I fondi del Pnrr, aggiunge Benaglia, devono contribuire anche a colmare l’enorme buco dell’Italia sulle politiche attive, «che sono la grande incompiuta dell’economia italiana»; riformulare la flessibilità del lavoro che è un tema sempre più discusso a livello europeo e mondiale; attirare investimenti privati; investire nella formazione per ridurre il gap che frena l’occupazione di giovani e donne.
Per la deputata del Partito democratico Chiara Gribaudo, il Pnrr presenta già ottimi interventi per il mercato del lavoro, «con i ministri Orlando e Bonetti si vedono miglioramenti per l’occupazione delle donne» ma sul fronte dell’occupazione giovanile «si poteva fare qualcosa in più per un paese che ha il 30% di giovani disoccupati».

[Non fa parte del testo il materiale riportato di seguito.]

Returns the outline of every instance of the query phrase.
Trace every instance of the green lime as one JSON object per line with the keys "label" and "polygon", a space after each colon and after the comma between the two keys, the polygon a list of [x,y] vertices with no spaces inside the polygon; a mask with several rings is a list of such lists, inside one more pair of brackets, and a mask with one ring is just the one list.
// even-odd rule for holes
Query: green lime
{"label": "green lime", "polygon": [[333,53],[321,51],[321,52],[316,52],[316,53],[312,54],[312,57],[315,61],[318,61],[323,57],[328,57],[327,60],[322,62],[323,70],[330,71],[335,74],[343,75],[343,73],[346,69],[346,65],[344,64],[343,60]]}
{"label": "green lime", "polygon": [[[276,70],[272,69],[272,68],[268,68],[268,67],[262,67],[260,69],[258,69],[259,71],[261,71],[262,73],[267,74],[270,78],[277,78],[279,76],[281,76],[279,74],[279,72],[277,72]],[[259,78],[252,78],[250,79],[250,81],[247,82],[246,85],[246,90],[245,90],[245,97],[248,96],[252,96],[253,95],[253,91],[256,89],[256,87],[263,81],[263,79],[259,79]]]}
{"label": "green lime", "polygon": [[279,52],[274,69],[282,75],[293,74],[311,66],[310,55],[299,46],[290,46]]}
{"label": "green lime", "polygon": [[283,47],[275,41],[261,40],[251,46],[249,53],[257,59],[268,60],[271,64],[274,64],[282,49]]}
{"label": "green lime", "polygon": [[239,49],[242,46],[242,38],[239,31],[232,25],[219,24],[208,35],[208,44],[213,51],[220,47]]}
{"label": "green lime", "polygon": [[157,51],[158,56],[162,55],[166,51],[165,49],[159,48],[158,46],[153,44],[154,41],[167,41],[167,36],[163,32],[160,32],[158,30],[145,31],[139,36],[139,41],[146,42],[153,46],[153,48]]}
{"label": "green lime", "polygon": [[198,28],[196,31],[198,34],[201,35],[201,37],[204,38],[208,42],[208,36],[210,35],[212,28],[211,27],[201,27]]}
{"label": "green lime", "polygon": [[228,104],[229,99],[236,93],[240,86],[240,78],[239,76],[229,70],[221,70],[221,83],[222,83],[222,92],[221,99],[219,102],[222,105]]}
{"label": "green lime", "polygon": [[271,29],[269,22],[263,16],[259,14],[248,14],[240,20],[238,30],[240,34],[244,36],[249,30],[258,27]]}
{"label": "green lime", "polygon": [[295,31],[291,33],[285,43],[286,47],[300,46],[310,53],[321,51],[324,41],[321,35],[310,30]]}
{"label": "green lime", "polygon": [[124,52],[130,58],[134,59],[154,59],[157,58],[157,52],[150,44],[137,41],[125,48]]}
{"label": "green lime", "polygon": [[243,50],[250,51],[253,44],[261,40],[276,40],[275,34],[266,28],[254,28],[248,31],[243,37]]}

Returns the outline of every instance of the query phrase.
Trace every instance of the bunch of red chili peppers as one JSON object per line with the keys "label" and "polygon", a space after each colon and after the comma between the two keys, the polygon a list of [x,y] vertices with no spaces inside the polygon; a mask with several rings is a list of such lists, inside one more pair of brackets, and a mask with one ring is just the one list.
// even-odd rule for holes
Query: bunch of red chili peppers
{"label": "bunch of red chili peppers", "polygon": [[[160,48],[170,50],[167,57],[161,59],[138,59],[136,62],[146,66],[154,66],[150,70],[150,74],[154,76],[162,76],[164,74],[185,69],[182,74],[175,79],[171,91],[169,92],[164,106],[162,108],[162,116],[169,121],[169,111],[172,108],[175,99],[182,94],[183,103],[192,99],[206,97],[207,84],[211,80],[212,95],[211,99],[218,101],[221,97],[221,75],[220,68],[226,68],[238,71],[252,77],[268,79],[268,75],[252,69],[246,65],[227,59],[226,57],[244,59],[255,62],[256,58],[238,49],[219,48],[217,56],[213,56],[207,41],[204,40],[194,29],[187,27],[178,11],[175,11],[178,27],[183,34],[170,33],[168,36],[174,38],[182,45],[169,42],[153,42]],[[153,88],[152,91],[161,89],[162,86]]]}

Un esempio? Intervenire su apprendistato e stage: «In questi due anni e mezzo si sono usati troppo gli stage, dobbiamo ricostruire un modello di giustizia sociale. L’apprendistato va reso più snello, più flessibile, però deve essere rafforzato per diventare un contratto a tempo indeterminato. La realtà è che negli ultimi anni sulle politiche dei giovani si è fatta troppa demagogia: non è vero che sono bamboccioni, non sono stati aiutati».
Molti provvedimenti presi dagli ultimi governi non hanno funzionato. Andrea Malacrida, amministratore delegato di Adecco, ricorda la formazione dei navigator con il decreto dignità: «Dopo tre anni ci troviamo a fare i conti con i risultati di iniziative poco efficaci o nulle, che sono sostanzialmente tempo perso».
Adecco ha realizzato un white paper per studiare i progetti del Pnrr e ha stimato nel triennio 2024-2026, quasi 400mila impieghi femminili, quasi 100mila tra i giovani. Un risultato, frutto del lavoro e delle competenze del governo Draghi, «che ribaltano la prospettiva rispetto alle misure dei governi precedenti, che hanno creato incertezza: si veda il reddito di cittadinanza che ha preoccupato le aziende perché ha frenato molte persone dal mettersi in gioco».
Resta da capire se per un’efficace attuazione delle politiche del Pnrr la continuazione del governo Draghi sia la soluzione più auspicabile – o se invece il premier abbia un futuro al Quirinale, come successore di Sergio Mattarella.
Marattin ha schivato la domanda, ma per Malcrida e Benaglia non c’è dubbio: la stabilità delle istituzioni in questa fase sarà un fattore decisivo, e le competenze oggi al governo – vista anche la differenza con i governi precedenti – sono da proteggere e mantenere a tutti i costi.